Deal activity data giving hints of a recovery

Deal activity data released by CBRE indicates signs of recovery in the commercial real estate sector after a very tough first half of 2020.

Towards the end of July, the number of signed confidentiality agreements were down by only 17% year-on-year. In any normal year this would seem like a bad result, but when you compare this 17% drop with a 74% year-on-year drop shown in April and May, it’s a marked improvement. The curve shown in Figure 1 below clearly shows this encouraging trend.

Figure 1: The Rebound of Investor Inquiries (Y-o-Y, 4-week moving average)


Source: CBRE Deal Flow, July 2020.

Industrial and multifamily leading the field

In total signed confidentiality agreements in Q2 2020 stood at 40% of the past two years’ average. Industrial and multifamily were the top two performing sectors, reaching 46% and 42% respectively. An increase in online shopping due to COVID-19 lockdown measures has helped to support demand for logistic facilities and warehouses

Office sector worse performing – but dig deeper for assets showing promise 

The office sector was the worst performing in terms of signed confidentiality agreements, achieving only 33% of the past two years’ average. Work-from-home COVID health concerns and the potential for companies to more enthusiastically embrace remote-working-arrangements have weakened the rental outlook for some office properties.

Drilling deeper into the office market, CBRE’s data shows that “operational” assets, such as life science facilities, datacentres and single-tenant buildings have been more resistant to downturn risks, with total transaction levels and average price per sq. ft. holding up better than the rest of the sector.

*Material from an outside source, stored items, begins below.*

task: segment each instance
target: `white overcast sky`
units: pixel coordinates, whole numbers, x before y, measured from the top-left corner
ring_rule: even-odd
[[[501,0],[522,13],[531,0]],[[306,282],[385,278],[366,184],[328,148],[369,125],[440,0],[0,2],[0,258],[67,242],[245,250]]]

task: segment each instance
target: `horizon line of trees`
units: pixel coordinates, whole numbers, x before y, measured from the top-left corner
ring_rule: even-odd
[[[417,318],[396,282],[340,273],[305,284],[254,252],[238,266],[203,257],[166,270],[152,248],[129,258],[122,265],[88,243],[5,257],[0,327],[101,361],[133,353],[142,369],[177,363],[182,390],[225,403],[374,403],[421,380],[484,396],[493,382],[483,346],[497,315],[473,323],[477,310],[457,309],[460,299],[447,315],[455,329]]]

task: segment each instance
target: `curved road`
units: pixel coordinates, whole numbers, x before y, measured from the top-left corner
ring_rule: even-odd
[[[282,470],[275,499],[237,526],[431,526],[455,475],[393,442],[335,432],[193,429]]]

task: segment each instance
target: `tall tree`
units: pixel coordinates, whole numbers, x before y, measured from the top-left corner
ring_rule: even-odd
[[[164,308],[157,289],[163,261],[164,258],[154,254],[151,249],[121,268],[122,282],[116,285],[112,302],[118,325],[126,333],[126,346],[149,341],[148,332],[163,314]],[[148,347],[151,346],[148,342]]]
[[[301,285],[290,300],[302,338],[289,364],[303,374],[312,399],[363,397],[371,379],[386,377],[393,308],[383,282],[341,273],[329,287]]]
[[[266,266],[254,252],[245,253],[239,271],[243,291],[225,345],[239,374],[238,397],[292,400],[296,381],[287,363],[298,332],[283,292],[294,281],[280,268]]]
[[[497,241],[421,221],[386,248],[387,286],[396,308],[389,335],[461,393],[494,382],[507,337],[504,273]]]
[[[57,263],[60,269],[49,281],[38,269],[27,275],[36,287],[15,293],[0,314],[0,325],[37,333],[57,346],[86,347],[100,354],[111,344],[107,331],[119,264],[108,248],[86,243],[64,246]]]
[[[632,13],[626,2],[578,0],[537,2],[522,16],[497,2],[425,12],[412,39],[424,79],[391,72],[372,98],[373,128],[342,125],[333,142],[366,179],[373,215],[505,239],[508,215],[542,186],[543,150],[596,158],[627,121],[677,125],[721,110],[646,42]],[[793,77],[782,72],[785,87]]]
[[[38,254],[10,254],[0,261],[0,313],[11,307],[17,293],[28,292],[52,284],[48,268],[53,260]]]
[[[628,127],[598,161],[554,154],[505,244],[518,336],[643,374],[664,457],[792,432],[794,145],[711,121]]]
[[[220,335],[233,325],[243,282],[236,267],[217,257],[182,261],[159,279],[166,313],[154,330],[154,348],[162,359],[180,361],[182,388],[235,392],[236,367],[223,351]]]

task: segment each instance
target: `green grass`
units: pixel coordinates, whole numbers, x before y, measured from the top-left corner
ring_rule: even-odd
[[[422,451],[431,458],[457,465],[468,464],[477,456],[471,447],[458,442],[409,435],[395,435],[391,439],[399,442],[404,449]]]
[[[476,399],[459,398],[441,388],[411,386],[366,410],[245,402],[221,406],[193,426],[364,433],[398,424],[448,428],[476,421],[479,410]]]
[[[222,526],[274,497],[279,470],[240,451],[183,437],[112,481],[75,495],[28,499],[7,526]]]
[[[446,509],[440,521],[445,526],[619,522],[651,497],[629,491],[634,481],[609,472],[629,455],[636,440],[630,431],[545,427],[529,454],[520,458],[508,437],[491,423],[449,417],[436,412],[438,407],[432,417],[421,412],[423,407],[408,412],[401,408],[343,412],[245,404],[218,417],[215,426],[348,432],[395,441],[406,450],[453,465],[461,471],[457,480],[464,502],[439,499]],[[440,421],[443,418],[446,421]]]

Figure 2: Industrial and Multifamily Lead Recovery in June

Source: CBRE Deal Flow, July 2020.

With investors requesting price reductions, property values are expected to decline 10% to 20% by year’s end, causing a moderate rise in cap rates. These cap rate increases are particularly apparent in the July figures for retail and office, while industrial and multifamily cap rates remain stable for now.